Former U.S. secretary of transportation Mary Peters will chair the panel that will include former city council members, business leaders and city residents.

Unlike some metro areas, Phoenix and its suburbs operate independently in raising revenue for Valley Metro Rail projects that pass through their boundaries. The current 20-mile line serves Phoenix, Mesa and Tempe.

Phoenix's voter-approved transportation sales tax, Transit 2000, expires in 2020, with revenue falling $1 billion short of projections due to the economic downturn of 2008.

A county transportation sales tax, Proposition 400, also provides funding for transit improvements.

Phoenix wants to extend a 0.4-cent sales tax provided by Transit 2020 because the city would otherwise have only enough funding to add about 5 miles over six years.

Phoenix expects to spend about $21.9 million to operate the light rail in the current fiscal year. In 2013, fare revenue covered about $8.1 million of the city's operation and maintenance costs, officials said.
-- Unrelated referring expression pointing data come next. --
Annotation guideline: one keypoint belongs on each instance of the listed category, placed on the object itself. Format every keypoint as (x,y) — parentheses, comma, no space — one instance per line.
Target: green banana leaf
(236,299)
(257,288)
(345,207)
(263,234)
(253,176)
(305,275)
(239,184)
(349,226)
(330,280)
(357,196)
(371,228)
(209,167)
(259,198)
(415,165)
In its fifth year, light rail has already achieved its 2020 ridership goal of 48,000 people a day, almost 22,000 more than expected. Advocates tout rail's economic impact at $7 billion.

Phoenix carries general obligation bond ratings of Aa1 from Moody's Investors Service and AA-plus from Standard & Poor's. Outlooks are stable.  The city has about $1.5 billion of GO debt outstanding.

From a ratings perspective, real estate values in Phoenix remain well below peak levels and taxable values continued to decline through 2014, according to a May 20 report from Moody's Investors Service. After peaking in 2010, the full cash value of property declined 42% to 2014.